UFS2 with Soft Updates Robust?

John Conover conover at rahul.net
Wed Dec 22 22:50:12 PST 2004


Erik Trulsson writes:
> On Wed, Dec 22, 2004 at 08:57:00PM -0900, Damien Hull wrote:
> > On Tue, 2004-12-21 at 21:31 -0500, Chuck Swiger wrote:
> > > John Conover wrote:
> > > > Is UFS2 with soft updates the most robust file system in freebsd?
> > > 
> > > No, although UFS2 with softupdates is robust enough for production use.
> > > 
> > > If you make the filesystem writes syncronous and disable write caching on the 
> > > hard drive, you will improve the robustness at significant cost to performance.
> > > 
> > 
> > Are you saying that the UFS2 file system sucks?
> 
> Not at all, but standard IDE-drives suck when it comes to robustness.
> (They tend to lie and tell the OS that data has been written to the
> disk, when in reality it has only been written to the disks cache.)
> (Thus the advice above to turn off write-caching for maximum
> robustness.)
> 
> If you use softupdates (on a disk that doesn't lie) the filesystem on
> the disk will always be consistent, but data written during the last 30
> seconds or so might not yet have been written to the disk, and can therefore
> be lost if e.g. the power to the computer is turned off.
>

Erik, does that mean if you use softupdates, (on a SCSI,) that,
although file(s) currently being written may be truncated since the
cache is not flushed, that the file system can be repaired
automatically by fsck to a consistent state?

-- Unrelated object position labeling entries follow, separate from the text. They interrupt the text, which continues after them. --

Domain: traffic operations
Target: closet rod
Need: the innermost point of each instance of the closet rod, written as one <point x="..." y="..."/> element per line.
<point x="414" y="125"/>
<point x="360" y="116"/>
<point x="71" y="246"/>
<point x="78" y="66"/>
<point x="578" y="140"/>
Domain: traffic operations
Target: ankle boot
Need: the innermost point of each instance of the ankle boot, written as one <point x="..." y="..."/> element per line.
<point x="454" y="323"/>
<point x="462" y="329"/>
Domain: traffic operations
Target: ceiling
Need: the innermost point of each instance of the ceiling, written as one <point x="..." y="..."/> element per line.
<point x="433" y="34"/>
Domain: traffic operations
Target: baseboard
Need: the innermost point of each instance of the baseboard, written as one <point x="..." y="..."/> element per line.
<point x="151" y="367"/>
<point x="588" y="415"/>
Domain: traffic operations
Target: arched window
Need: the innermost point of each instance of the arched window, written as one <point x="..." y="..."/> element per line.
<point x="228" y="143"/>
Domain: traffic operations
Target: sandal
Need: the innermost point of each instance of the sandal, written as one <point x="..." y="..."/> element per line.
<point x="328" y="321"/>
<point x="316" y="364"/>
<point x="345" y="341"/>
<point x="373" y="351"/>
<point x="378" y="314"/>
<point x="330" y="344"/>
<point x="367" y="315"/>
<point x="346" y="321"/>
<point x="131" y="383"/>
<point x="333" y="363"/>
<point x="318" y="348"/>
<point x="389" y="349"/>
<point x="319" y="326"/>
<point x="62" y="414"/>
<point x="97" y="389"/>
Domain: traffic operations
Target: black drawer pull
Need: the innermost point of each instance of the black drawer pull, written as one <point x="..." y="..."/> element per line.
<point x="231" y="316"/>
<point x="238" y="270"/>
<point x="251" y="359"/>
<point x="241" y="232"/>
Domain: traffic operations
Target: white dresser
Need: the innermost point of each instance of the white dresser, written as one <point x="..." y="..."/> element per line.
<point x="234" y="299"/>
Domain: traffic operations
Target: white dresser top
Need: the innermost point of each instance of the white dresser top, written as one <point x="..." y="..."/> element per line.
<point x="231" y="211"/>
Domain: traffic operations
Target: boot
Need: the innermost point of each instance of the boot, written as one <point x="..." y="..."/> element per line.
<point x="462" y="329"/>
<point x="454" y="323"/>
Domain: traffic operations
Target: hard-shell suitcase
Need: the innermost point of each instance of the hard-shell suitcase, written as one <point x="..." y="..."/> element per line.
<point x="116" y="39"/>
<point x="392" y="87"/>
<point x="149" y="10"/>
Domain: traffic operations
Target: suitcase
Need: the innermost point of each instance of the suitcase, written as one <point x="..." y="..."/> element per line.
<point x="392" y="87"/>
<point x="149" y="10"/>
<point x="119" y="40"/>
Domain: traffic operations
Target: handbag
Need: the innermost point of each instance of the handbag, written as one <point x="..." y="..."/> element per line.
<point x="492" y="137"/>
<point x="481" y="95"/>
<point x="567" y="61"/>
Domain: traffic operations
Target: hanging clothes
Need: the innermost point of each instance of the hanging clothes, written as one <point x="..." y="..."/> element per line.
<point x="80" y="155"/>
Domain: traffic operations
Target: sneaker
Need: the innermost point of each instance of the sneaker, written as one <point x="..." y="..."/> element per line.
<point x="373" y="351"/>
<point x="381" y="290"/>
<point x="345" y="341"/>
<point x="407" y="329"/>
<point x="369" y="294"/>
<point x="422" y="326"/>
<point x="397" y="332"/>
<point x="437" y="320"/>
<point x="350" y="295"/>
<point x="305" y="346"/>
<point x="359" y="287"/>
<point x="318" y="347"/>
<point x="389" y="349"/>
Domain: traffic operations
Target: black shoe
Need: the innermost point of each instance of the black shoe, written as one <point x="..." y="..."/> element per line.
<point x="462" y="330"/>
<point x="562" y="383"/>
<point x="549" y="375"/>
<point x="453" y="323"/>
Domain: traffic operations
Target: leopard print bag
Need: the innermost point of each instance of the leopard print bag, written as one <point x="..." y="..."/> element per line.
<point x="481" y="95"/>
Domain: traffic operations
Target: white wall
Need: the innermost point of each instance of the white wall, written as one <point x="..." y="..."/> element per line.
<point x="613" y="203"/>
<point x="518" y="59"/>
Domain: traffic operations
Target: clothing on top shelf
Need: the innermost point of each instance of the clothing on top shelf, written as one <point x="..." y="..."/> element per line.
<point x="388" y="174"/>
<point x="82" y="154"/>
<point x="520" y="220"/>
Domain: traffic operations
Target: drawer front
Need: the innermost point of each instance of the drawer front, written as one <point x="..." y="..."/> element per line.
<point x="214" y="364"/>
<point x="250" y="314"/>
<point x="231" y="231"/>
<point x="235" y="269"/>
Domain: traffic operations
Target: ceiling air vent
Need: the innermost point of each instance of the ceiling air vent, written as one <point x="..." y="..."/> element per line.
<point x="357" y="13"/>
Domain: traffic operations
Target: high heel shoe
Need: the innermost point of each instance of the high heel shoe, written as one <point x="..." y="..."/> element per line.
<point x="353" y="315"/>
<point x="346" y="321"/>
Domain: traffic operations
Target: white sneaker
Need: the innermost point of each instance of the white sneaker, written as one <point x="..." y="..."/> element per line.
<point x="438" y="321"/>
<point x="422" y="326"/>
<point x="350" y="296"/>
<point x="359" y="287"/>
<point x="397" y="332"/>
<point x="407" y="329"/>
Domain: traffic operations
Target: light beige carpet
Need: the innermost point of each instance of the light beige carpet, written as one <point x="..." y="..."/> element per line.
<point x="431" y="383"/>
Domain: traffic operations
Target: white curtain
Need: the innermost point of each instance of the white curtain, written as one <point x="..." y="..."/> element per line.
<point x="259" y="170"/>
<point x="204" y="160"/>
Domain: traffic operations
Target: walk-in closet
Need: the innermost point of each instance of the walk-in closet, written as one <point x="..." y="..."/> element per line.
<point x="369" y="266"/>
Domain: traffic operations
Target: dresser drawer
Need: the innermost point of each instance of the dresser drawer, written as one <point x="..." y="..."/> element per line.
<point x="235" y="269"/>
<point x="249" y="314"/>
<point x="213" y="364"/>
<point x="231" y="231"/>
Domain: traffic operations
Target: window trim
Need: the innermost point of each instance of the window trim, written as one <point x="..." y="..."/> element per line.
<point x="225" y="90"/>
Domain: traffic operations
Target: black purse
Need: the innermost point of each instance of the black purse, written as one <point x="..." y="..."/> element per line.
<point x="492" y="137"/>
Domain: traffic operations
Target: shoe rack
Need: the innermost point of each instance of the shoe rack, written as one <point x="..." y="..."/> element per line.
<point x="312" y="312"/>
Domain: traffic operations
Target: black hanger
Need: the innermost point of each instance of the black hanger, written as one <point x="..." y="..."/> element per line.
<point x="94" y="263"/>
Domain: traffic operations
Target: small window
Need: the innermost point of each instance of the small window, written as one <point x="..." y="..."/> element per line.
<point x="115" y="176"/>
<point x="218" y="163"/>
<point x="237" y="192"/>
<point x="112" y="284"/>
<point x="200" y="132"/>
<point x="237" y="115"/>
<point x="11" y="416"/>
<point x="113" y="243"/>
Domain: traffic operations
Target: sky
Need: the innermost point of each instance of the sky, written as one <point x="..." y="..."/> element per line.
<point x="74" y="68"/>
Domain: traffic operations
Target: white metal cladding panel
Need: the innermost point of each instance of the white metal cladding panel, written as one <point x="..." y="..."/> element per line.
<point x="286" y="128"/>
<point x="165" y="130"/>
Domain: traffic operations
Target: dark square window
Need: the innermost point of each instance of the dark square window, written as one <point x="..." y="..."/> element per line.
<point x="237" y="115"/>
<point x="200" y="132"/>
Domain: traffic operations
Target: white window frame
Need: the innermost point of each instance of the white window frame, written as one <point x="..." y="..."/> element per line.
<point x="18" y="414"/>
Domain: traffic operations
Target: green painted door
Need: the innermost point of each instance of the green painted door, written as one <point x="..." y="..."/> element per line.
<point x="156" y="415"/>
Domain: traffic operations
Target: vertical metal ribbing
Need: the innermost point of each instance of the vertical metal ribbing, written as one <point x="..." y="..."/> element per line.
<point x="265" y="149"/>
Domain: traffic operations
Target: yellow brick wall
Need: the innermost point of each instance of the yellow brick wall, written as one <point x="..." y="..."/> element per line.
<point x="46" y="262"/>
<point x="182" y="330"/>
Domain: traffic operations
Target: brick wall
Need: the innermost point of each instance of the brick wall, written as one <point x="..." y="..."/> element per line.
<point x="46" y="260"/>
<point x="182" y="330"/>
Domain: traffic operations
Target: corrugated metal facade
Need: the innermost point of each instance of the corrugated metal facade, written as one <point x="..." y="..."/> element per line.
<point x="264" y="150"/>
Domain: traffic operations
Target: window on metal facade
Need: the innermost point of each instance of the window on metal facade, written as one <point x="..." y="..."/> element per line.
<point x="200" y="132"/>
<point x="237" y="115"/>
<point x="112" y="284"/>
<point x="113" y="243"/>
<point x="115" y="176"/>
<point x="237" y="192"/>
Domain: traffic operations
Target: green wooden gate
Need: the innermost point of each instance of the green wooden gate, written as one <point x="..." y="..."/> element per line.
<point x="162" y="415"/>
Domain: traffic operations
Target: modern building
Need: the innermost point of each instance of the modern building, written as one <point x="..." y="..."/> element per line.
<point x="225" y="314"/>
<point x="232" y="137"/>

Even without synchronous writes or enabling cache write through?

	John

BTW, the reason for the question is that most SCSIs today have many
meg of HW cache, and many, (maybe most,) controllers don't permit
write through anymore. So, even if the OS flushes its cache, the HW
cache may not be written to the disk-so synchronous writes and OS
cache write through may be of little value.